El plebiscito nos tiene en estado de trance

4 de agosto del 2016

En Colombia una mayoría votaría por la salida del presidente.

opinion

Pareciera que el objetivo de poner a pensar a todo un país en un plebiscito es el de hacerlo caer en estado de trance. En Venezuela andan embobados pensando en el revocatorio desde hace meses y acá nos trajeron la misma formula pero con distinto nombre.

Al igual que en nuestro muy sufrido país hermano, en Colombia una mayoría votaría por la salida del presidente, con sobradas razones, y si nos ponen a pensar en esa posibilidad, como indirectamente lo han hecho con el cuento del plebiscito, quedamos hipnotizados.

Así nos encontramos desde hace unas semanas y cada día nos abandonamos más, como sonámbulos, guiados por una idea que nos ilusiona y nos hace creer que muy pronto podría terminar esta pesadilla, es decir, el gobierno de Santos.

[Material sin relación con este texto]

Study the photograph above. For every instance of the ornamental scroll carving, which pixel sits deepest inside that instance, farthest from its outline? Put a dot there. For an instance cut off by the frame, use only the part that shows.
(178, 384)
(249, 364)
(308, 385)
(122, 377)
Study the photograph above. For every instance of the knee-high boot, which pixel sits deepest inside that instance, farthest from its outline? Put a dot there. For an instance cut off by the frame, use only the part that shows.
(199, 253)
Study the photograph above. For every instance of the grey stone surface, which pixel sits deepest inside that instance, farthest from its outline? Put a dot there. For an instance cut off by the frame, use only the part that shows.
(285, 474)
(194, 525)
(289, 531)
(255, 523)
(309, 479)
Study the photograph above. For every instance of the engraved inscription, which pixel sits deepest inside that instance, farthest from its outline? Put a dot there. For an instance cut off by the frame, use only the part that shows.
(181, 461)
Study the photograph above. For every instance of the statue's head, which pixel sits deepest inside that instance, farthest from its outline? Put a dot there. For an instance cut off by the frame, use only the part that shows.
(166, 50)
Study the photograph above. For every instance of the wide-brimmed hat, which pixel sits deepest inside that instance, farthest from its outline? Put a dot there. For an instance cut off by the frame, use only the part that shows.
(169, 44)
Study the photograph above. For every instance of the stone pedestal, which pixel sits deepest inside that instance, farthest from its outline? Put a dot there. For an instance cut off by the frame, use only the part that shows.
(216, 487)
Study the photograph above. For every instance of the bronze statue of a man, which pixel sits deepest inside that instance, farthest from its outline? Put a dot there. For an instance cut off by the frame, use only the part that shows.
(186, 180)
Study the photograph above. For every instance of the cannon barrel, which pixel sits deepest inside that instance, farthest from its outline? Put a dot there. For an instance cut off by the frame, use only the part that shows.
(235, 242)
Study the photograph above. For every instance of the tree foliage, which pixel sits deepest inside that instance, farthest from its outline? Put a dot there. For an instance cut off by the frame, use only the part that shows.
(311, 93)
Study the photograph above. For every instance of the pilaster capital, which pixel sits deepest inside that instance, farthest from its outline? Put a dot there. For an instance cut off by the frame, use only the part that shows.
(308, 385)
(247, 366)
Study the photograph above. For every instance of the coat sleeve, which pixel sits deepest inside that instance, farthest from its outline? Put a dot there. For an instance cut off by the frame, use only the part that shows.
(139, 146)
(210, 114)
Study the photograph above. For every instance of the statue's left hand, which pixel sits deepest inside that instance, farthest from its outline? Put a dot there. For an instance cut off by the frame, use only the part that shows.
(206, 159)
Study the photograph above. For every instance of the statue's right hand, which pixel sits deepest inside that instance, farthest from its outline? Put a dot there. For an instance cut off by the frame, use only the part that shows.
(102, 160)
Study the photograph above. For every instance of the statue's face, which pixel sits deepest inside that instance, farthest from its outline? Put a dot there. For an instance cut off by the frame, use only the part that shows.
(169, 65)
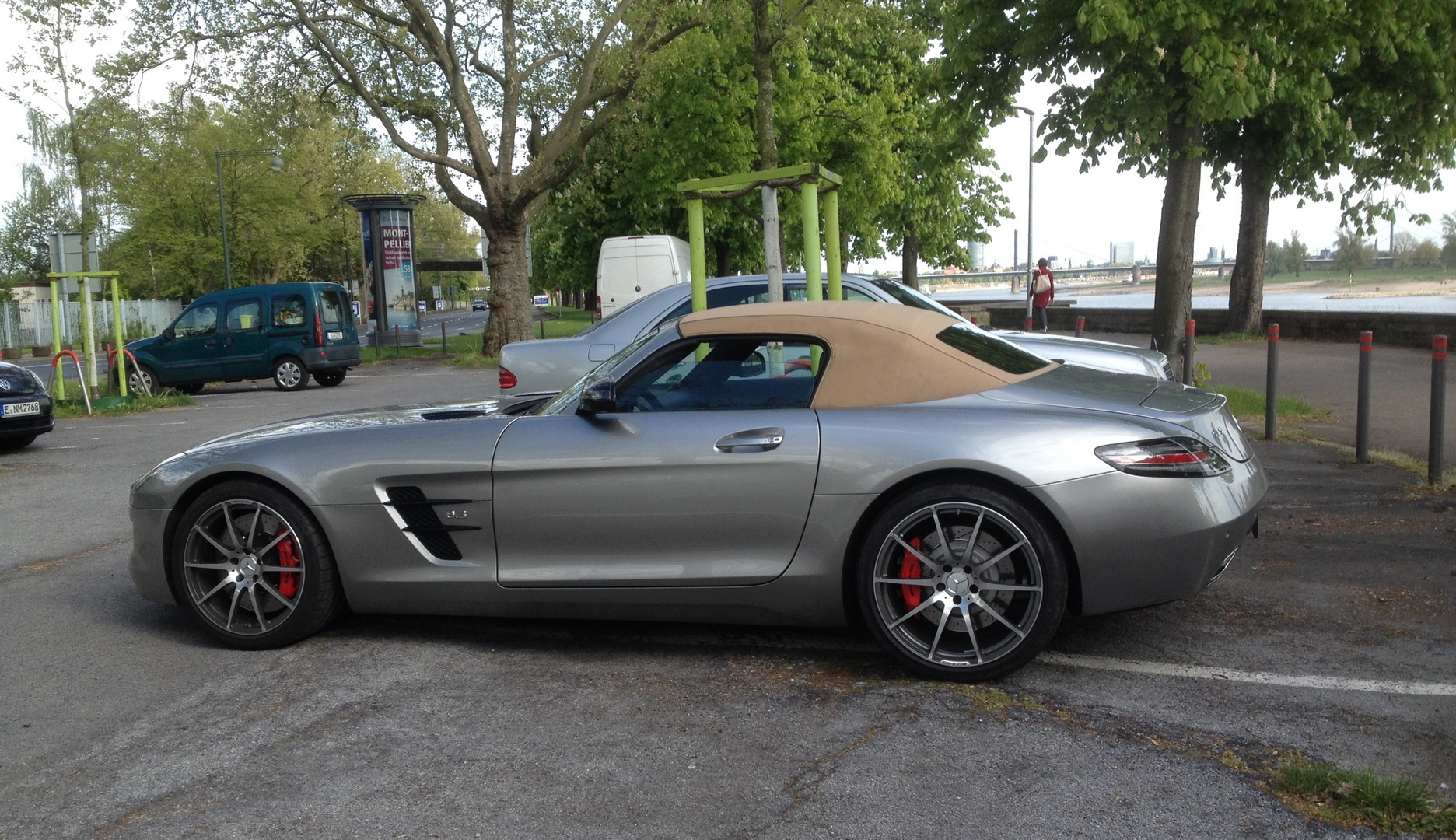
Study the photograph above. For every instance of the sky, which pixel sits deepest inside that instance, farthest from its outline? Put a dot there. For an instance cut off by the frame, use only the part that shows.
(1076, 215)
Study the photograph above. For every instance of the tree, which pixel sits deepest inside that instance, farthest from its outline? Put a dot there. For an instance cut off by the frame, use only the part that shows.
(1160, 73)
(452, 86)
(1354, 86)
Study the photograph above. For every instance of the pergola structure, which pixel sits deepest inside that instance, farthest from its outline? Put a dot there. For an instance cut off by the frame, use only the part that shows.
(810, 180)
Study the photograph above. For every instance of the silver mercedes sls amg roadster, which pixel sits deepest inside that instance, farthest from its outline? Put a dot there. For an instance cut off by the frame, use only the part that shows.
(794, 464)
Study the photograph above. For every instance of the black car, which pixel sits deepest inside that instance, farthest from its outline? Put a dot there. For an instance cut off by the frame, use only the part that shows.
(25, 408)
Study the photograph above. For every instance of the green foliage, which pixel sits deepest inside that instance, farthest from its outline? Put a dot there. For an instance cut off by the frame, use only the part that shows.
(1395, 804)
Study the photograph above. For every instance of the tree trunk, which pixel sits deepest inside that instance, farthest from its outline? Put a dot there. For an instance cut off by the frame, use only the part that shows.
(1247, 283)
(1172, 295)
(510, 287)
(910, 261)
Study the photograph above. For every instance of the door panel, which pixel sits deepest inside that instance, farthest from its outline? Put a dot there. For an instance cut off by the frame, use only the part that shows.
(245, 340)
(194, 352)
(637, 499)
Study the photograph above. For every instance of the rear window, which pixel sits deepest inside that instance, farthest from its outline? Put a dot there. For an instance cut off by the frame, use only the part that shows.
(334, 306)
(993, 352)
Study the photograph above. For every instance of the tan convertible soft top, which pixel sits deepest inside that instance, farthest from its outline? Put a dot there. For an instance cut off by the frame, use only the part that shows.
(880, 352)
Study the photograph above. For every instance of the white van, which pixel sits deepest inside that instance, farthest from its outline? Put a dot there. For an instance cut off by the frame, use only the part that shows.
(632, 267)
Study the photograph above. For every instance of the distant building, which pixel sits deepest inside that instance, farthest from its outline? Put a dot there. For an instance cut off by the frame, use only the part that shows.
(978, 255)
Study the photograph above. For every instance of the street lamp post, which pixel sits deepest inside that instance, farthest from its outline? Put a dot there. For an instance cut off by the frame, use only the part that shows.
(222, 205)
(1031, 260)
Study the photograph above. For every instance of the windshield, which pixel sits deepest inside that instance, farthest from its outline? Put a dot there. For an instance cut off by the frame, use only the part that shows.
(910, 297)
(562, 401)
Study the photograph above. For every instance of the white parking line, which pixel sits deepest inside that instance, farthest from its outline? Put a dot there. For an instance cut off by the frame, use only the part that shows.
(1235, 676)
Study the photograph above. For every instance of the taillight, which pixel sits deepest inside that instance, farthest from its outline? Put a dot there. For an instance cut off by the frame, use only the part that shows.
(1175, 457)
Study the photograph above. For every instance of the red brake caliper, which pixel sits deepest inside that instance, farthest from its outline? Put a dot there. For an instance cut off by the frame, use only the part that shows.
(910, 568)
(287, 556)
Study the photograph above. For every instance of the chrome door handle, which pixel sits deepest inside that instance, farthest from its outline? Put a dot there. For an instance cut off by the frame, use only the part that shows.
(751, 440)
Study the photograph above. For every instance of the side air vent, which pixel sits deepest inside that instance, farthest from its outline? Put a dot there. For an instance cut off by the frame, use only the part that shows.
(421, 520)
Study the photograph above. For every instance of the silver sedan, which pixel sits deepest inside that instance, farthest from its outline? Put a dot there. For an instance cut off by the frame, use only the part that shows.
(794, 464)
(552, 364)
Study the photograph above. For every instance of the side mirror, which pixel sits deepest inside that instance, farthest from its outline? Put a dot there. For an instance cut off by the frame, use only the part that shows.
(753, 366)
(600, 397)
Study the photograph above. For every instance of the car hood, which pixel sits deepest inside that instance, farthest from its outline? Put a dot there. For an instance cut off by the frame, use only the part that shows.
(370, 418)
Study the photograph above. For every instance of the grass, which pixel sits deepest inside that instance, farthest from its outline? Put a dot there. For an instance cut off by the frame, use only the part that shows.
(142, 404)
(465, 350)
(1248, 405)
(1347, 798)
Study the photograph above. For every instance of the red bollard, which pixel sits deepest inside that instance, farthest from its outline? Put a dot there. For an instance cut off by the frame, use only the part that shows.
(1437, 443)
(1188, 332)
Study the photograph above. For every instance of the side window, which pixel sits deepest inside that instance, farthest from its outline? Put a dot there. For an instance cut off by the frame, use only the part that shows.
(289, 310)
(334, 306)
(197, 320)
(723, 296)
(243, 315)
(733, 374)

¿Y para qué querrían, quienes manejan los hilos, que todo un pueblo este en estado de trance? Para apagar el fuego que se había iniciado con el llamado a la resistencia hecho por el líder de la oposición, Álvaro Uribe.

Ya se ven los resultados: extinguieron la llama de la resistencia que se prendió con la recolección de firmas. De eso no se volvió a hablar y muchos olvidaron que firmaron y por qué lo hicieron. Los medios jugaron un papel importante ahí y contaron con un efectivo distractor llamado plebiscito.

Como cuando en un partido de fútbol el equipo que va ganando comienza a quemar tiempo hasta que suene el pito anunciando el final, el gobierno de Santos está haciendo lo mismo. Tiene total control del juego y dentro de su estrategia se incluye un llamado a las urnas que no existe sino como idea.

Cada encuesta que hacen los medios muestran que el NO ganaría por amplísimo margen y me permito dudar que llevando las de perder, quienes tienen el balón, convoquen a elecciones. Sea mi apreciación acertada o no, lo cierto es que lo que Santos requiere es de tiempo al igual que Maduro en Venezuela.

¿Y tiempo para qué? Tiempo para que Santos se mantenga en el poder hasta terminar de acordar la entrega del país a las FARC. Tiempo para inventarse una nueva jugada que remplace la del plebiscito, porque un NO rotundo, como el que se anuncia, llevaría a la perdida de la poca legitimidad que le queda a su presidencia. Tiempo para que se extinga la llama de la resistencia. Tiempo para continuar sus alianzas internacionales ofreciendo oportunidades de negocios en la nueva Colombia, la del “posconflicto”.

Tiempo para que los “vejetes barrigones que llegaron a La Habana en aviones de Venezuela o de los nuestros” sigan intentando convencer a sus Frentes que es buen negocio la paz y que el narcoestado será el paraíso en la tierra para los terroristas.

Tiempo para que Santos termine su mandato y, muy orondo, le entregue la banda presidencial a quien él y sus socios tengan a bien designar. Tiempo para disfrutar de la perversa pasión de tener el manejo del balón.

Y de esta manera, mientras entramos en estado de hipnosis y trance abandonados en nuestras quimeras, olvidando nuestro compromiso con la resistencia y en un estado alterado de consciencia como si nos hubiese llegado la iluminación con el plebiscito, vamos perdiendo nuestra vitalidad quedando en manos de los hipnotizadores políticos.